The club space at Sonar is always an intimate setting for local hip-hop shows, but Thursday night's release party for Paused In Time, C.O.S.T. Entertainment's documentary about Baltimore hip-hop, may have been the most relaxed and friendly show the room's ever seen. Before and between performances, excerpts of the film played on a projector by the stage, and everyone hung out by the bar and watched familiar faces discuss the scenes, while those of us who are in it waited to see if our scenes would be shown (as Michael Byrne mentioned in his review of the DVD in last week's paper, I make a brief appearance in the film).

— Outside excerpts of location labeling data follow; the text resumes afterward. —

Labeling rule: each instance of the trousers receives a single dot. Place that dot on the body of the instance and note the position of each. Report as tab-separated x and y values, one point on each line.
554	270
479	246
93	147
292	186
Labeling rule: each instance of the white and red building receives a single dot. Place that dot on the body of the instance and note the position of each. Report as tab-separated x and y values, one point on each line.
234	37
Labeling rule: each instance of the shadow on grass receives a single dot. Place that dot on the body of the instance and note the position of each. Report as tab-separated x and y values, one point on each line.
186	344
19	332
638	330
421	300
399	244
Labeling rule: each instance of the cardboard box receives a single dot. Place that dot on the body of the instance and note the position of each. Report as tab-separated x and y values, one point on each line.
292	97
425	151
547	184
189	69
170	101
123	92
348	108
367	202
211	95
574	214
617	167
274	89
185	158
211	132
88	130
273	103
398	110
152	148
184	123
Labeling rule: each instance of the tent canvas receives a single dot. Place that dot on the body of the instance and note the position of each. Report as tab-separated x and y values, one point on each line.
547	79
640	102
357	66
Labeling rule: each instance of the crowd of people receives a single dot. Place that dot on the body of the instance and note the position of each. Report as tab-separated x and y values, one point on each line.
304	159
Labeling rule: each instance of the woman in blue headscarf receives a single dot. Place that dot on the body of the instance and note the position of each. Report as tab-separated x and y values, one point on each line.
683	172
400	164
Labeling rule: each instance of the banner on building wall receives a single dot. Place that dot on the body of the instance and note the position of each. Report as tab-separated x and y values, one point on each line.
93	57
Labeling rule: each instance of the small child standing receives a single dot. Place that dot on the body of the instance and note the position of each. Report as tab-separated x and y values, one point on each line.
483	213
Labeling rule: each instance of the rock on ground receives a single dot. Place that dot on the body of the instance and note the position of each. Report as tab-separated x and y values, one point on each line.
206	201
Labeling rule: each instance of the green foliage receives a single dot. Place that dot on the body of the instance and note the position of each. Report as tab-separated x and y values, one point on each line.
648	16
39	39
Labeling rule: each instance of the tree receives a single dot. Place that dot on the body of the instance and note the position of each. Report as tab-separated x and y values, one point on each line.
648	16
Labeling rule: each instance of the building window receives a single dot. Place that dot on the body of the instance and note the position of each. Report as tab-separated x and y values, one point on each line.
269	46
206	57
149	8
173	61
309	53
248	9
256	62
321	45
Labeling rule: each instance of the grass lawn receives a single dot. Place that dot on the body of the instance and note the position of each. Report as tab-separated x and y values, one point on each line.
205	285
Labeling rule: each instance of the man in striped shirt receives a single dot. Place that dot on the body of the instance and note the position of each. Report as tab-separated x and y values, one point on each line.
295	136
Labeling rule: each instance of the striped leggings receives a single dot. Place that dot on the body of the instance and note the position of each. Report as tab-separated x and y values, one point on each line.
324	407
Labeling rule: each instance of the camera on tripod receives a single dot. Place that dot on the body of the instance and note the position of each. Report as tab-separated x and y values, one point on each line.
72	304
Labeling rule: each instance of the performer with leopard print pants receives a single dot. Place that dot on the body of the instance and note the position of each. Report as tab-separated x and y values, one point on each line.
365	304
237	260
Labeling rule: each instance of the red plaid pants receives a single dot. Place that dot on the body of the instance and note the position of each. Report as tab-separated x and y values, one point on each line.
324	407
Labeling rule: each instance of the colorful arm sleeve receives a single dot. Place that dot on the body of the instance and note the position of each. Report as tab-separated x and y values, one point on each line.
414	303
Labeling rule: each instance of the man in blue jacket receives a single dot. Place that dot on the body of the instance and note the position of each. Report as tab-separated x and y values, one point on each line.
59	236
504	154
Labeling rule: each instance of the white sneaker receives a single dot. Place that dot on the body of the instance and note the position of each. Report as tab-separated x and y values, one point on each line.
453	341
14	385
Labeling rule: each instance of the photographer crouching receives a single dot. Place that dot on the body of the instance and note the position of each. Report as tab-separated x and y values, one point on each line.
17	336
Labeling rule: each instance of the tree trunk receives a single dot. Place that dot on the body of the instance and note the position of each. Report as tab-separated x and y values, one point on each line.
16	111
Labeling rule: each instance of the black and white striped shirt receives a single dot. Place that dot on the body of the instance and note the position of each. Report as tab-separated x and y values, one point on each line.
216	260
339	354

Even when the film wasn't playing, host Sonny Brown was even more laid back than usual, speaking to the crowd and telling stories about his life in the local music scene almost as if providing commentary for the film. Eventually, that turned into a rant about the need for artists to be themselves, and not follow trends like AutoTune vocals. And when he introduced the first performers, female rap duo the Get Em Mamis, the girls almost apologetically noted that they have an AutoTune. Still, no one can question G.E.M.'s originality, and Symphony and Roxzi's personalities shone through on raucous performances of songs like "Planet Swag." And it was clear that there was no love lost between them and the host when they closed with their Baltimore club banger "Rock Wit Me." Sonny enjoyed it so much that he had DJ 5Starr throw the beat back on for him to dance to after the group finished the set.

E Major took the stage next for a brief, fun performance, leading a singalong of "Know That" from his latest solo album, Majority Rules, and closing with "Paper Runnin'," the popular and oft-remixed single from his new group, the Demonstrators. After screening another segment of Paused In Time, Sonny Brown spontaneously invited a Jamaican rapper to the stage for an unscheduled set of dancehall-influenced hip-hop, and Ty Gudda and the duo of Bar Cardy played brief sets. Then, it turned back into an informal party, and DJ 5Starr commenced playing what will probably be the two staples of every local rap show for the rest of the summer: DJ Class's "I'm The Ish" and a smattering of Michael Jackson classics.